The current release is still in its foundational stage and requires more effort on word filtering and context awareness. It has been released for limited access. The advantage posed by LLaMA is that its training has been done exclusively on publicly available data like GitHub, Wikipedia, Gutenberg journals, ArXiv, and Stack Exchange.
LLaMA is fully open source, and even its 13B model is performing on par with the likes of GPT 3.
5. NVIDIA’s NeMo Megatron
NVIDIA has developed an LLM service of its own, called NVIDIA NeMo. It runs on NVIDIA’s own AI platform to customize and deploy LLM services on the cloud, packaged with API access.
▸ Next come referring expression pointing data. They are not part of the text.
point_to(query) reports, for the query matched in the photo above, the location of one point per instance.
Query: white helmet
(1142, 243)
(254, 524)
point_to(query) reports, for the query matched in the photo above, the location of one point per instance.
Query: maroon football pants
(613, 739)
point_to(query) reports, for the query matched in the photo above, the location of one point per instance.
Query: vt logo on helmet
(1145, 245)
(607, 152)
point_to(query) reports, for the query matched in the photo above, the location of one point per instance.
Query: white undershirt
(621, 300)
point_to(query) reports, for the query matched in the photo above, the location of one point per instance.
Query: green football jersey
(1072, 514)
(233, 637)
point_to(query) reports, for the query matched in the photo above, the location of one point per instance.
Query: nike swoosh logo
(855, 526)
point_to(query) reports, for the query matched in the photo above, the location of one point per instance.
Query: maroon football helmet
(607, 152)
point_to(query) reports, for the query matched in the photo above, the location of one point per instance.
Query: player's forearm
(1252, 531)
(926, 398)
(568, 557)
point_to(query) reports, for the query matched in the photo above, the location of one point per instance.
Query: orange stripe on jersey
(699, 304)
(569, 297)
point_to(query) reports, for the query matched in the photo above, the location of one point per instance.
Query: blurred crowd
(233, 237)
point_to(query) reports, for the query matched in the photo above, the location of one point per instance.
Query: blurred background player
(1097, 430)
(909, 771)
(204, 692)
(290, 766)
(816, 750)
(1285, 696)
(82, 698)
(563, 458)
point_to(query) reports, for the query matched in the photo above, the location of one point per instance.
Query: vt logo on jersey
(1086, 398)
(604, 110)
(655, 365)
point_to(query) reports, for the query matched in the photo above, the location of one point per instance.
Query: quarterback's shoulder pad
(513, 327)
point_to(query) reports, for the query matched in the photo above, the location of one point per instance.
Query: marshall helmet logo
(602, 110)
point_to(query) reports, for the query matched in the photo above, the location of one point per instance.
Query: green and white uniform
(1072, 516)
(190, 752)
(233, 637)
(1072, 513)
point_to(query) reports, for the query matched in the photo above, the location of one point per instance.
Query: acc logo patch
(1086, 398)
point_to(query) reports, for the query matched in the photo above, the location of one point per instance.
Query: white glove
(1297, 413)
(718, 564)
NeMo Megatron provides an end-to-end framework for training and deploying LLMs with up to trillions of parameters. It is deployed as containers with access to GPU-backed and MPI-enabled multi-node compute power provided by NVIDIA Triton Inference Server, enabling massively parallel training and tuning.
Making the Big Decision
The likes of ChatGPT have created a revolution by which AI models are getting more publicly accessible, thereby democratizing the ecosystem. The impact has been so large that ChatGPT was recently featured on the cover page of TIME Magazine.
With the arrival of virtually unlimited computation and storage capabilities, these models are poised to get better with time, increasing our dependency on them. With this great power comes great responsibility to use them ethically. While the models can potentially replace redundant tasks, they are not expected to overpower human thought in any current timeline, primarily since they are only as good or as bad as the data we feed into them.
Hence it may be good to join forces with such models rather than fighting them. Some purposes are:
- Generating code templates for coding tasks
- Code reviews
- Reducing ramp-up time for new technologies during training
- A general learning tool
- Language practice and translation.
The adaptation curve now falls on the users to identify use cases where it is worth using these tools and to make sure all of us level up our skills and requirements to make the tools worth their existence.